The reason AI can explore hundreds of thousands of algorithmic pathways isn’t because it’s smarter than a human it’s because it’s faster and tireless. We might brainstorm a few clever ideas before needing a coffee break. AI systems? They can simulate millions of variations while we’re still pouring the beans.
This is what allows AI to explore vast combinatorial spaces realms of possibility so complex and high-dimensional that even the most brilliant mathematicians wouldn’t dare to touch them. It’s a bit like trying to find a needle in a 10-dimensional haystack and giving the machine 10 billion robot arms to sift through it.
Does That Make AI an Inventor?
Now comes the philosophical bit: if AI can invent new algorithms, does it deserve credit? Can a machine be considered a co-author of mathematical discovery?
Legally and ethically, we’re in murky territory. Most jurisdictions don’t recognize non-humans as inventors. But practically? If the machine generates something novel, non-obvious, and useful it is inventing, whether we admit it or not.
It’s like having a lab assistant who works 24/7, never sleeps, and doesn’t care about first-author status. Except this assistant sometimes discovers things you never even knew were possible.
The Future: Machines That Build Science Itself?
Here’s the wild part: algorithm discovery is just one piece. We’re seeing similar movements in:
Physics - where AI proposes new theories or discovers equations from data
Chemistry - where generative models design novel molecules
Mathematics - where systems like Lean + GPT-style models can conjecture and prove new theorems
It’s not just about machines learning science. It’s about machines doing science and that changes everything.

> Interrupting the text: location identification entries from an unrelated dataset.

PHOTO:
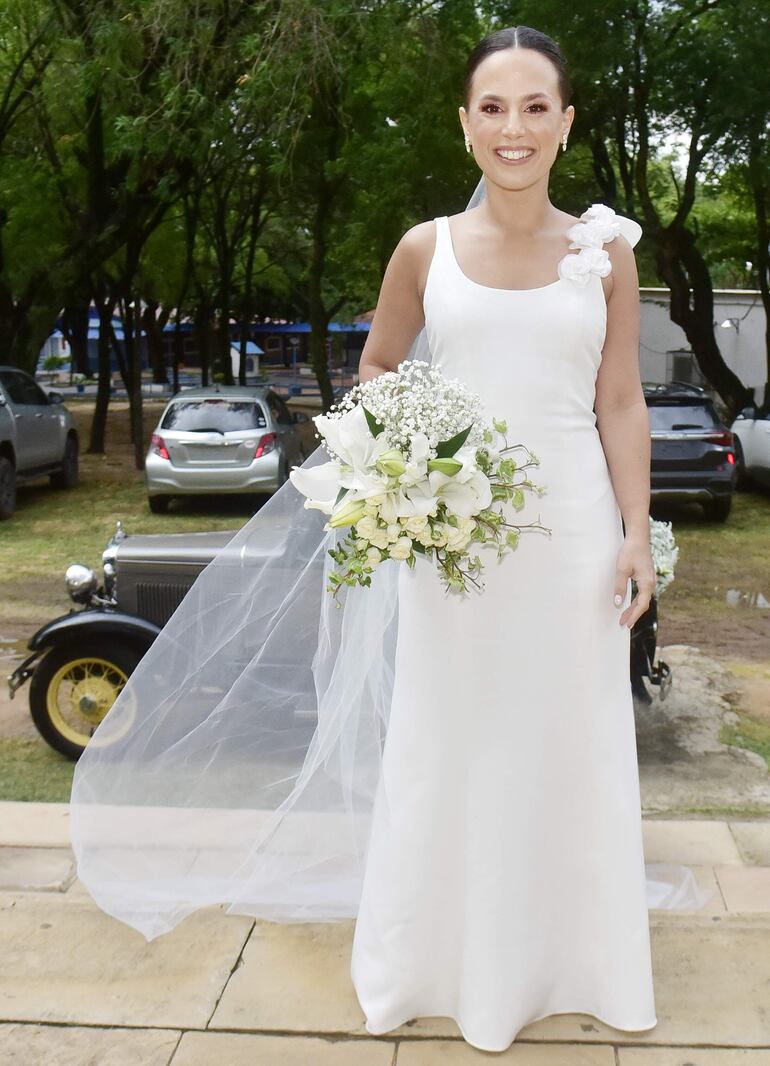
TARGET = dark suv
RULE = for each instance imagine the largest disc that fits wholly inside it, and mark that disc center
(692, 450)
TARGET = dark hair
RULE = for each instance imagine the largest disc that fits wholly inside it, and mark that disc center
(519, 36)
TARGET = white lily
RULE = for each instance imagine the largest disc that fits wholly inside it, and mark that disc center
(320, 484)
(351, 439)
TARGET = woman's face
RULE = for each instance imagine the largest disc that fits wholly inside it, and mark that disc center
(515, 105)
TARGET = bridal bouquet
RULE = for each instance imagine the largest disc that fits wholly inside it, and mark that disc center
(414, 469)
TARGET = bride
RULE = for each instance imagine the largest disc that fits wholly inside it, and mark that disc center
(458, 773)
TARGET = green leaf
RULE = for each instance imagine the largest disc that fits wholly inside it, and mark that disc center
(374, 427)
(447, 448)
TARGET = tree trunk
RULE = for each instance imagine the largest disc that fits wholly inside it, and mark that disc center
(98, 424)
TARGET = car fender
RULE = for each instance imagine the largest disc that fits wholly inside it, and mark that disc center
(94, 623)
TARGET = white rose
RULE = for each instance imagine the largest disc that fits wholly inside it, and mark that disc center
(401, 548)
(380, 539)
(366, 527)
(417, 523)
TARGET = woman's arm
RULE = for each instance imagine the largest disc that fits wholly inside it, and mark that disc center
(623, 424)
(399, 315)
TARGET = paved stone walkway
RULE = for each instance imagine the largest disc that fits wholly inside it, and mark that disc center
(78, 988)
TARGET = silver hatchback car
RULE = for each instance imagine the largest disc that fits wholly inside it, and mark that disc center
(222, 438)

So What’s the Human’s Role?
Honestly? To steer. To supervise. To interpret.
Machines might generate the raw innovation, but we still need human judgment to direct the search, ask meaningful questions, and translate machine discoveries into real-world applications.
The best metaphor I’ve found is this: AI is becoming less of a microscope, and more of a telescope not zooming in on what we already know, but revealing vast new territories we didn’t even know existed.